An empty beer can floats on the corrugated surface of the canal. A refugee from the pub relieves himself into the water. Sean shouts at him, but the guy is too wasted to notice. The tinfoil moon sits right above us in a sky so clear it looks washed.

We walk on.

The house is in darkness. I dig in my bag for my keys. I forgot to leave the hall light on when I left earlier. Sean waits beside me. Our breath billows white clouds around us. Frost has already settled on the grass, thousands of diamonds winking in the half-light. My fingers are arthritic with cold. Suddenly, I don’t want to be alone in that house. It’s pulling me into its sticky web, enveloping me in its shadows. Impulsively, I turn to Sean. ‘Come in for a drink.’

I make hot whiskeys. The spice of the cloves and the warmth of the glass in my hands chase away the vestiges of cold. Sean takes the glass appreciatively. We sit in the tiny kitchen because it’s the only room that is not freezing. Of the five ancient storage heaters in the house, three have packed in, and I don’t have the money to replace them, or install proper heating. I turn on the oven and leave the door open, not caring if it makes me look like an eccentric. I have to do this or Sean would go home to his own heated house.
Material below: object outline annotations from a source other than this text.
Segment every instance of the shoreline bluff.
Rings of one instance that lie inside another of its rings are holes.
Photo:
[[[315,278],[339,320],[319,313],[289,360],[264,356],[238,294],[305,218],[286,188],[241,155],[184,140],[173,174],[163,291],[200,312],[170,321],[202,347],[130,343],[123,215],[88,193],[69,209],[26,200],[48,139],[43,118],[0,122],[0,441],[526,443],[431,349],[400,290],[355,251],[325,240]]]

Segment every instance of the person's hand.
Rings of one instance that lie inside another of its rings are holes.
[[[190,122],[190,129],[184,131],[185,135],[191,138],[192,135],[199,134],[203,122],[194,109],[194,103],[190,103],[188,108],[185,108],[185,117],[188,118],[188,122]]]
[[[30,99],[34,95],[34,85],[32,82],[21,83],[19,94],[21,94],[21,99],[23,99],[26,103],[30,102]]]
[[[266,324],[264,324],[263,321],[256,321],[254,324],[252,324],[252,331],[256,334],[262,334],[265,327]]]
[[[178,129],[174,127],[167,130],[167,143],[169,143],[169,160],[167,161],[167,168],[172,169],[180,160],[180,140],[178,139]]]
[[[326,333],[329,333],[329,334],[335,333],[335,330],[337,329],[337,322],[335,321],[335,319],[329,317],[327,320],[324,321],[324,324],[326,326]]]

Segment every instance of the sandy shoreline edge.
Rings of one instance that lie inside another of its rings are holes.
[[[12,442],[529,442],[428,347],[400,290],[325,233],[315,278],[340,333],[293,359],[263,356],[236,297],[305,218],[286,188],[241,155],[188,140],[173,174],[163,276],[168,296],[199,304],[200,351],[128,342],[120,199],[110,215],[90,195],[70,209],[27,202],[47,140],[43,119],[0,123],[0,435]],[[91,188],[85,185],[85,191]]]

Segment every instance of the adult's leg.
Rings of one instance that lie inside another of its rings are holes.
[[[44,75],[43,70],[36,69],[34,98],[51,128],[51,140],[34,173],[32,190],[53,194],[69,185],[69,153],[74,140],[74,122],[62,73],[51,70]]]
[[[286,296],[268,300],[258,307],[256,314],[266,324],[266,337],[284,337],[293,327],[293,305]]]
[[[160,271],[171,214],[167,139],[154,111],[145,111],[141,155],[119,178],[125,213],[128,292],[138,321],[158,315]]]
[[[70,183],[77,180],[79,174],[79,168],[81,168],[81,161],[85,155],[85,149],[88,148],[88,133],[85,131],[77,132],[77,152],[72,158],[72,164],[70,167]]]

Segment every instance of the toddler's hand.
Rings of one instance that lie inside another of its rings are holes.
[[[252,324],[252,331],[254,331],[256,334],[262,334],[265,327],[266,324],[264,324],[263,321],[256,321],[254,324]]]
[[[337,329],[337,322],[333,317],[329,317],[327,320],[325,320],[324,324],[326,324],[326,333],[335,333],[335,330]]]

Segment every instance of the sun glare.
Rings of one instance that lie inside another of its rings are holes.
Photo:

‘Any plans for Christmas?’ He fiddles with the dial on the radio. A twenty-four-hour Christmas station floods the kitchen with seasonal music. I assume he’ll change it, but he fixes the volume and leaves it.

I catch a clove between my teeth. ‘Not really. You?’

‘Just the usual. Parents, sister, that sort of thing. I’d better enjoy it, because with any luck I’ll be in Oz next year. No more cold winters for me.’

Maybe I should go too. Not with Sean, but somewhere. I don’t know if I can do New York again. I miss it more than I could have thought possible, but I can’t go back to what I had before. Too much has happened. I can’t creep around the English department, avoiding Isaac, blaming him for everything that went wrong. I want more than that. But my job, my lectures, my papers, everything I’ve been working towards.... I could move on, find another university. The States is packed with top-notch colleges, and Isaac would give me a reference. I wouldn’t have to start from zero again. It’s easy to leave. You just take one step, one foot in front of the other, and keep repeating until where you’re coming from is only a blur and where you’re going to is yet to be revealed.